Human aggression is aggravated by two common psychological phenomena sadism and masochism. According to Fromm, in his other classic, The Fear of Freedom also published as Escape from Freedom both stem from the need to overcome the intense feeling of insecurity caused by increasing awareness of the dangers the world poses — as one grows up from infancy. Sadism reflects an attempt to do so by dominating others physically torture, sexual abuse or mentally intimidation, manipulation or both. Masochism is surrendering one’s will, judgement and, sometimes, also body-to a superior entity (an individual or even an idea) and feeling protected by it. Sometimes both traits co-exist in the same person who surrenders his or her judgement to a superior entity and physically and mentally dominate those below them. Administrators of Hitler’s concentration camp are a good example. They completely surrendered their judgement and sense of morality to their superiors in the Nazi party (with Hitler at the top) while gloatingly tormenting camp inmates.

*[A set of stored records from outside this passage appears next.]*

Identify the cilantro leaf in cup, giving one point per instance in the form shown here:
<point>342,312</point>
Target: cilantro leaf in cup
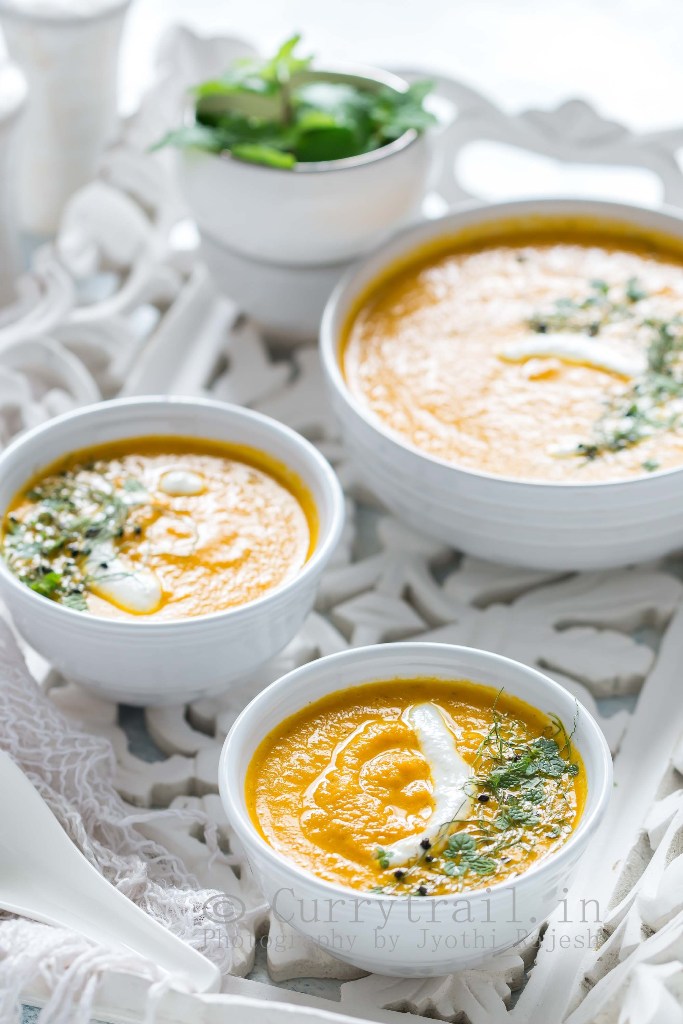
<point>279,112</point>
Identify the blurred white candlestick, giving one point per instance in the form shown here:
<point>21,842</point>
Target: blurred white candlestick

This writer believes that the penultimate form of an individual sadistic act is murder in which the perpetrator dominates the life of another to the point of extinguishing. The ultimate is the killing of many — genocide. A person guilty of it or expressing genocidal intent draws instant condemnation. On the other hand, one demanding mass killing of a non-human species — stray dogs, for example — on the ground that it can endanger humans, can even emerge as a hero in certain sections, however hollow one’s claim. Consider the demand for mass killing of dogs when the World Health Organisation has repeatedly underlined the futility of it and it has been repeatedly shown that the birth control programme for stray dogs is the only effective way of reducing their population.
In many cases, sadism as an escape mechanism from insecurity is behind oppression and mass killing of animals. The process is further facilitated by the exclusion of animals from the universe of human morality in the Judeo-Christian, post-Renaissance and Enlightenment, tradition, which now dominates much of global juridical and ethical discourse. Murder is severely punished; hunting, which is cowardly murder of an animal, is permitted as a sport! A further facilitating factor is the long history of animal abuse and slavery, with any possible pangs of conscience being suppressed by the depiction or animals as ferocious and otherwise dangerous to humans. Benson’s grief once again shows how baseless such projection is.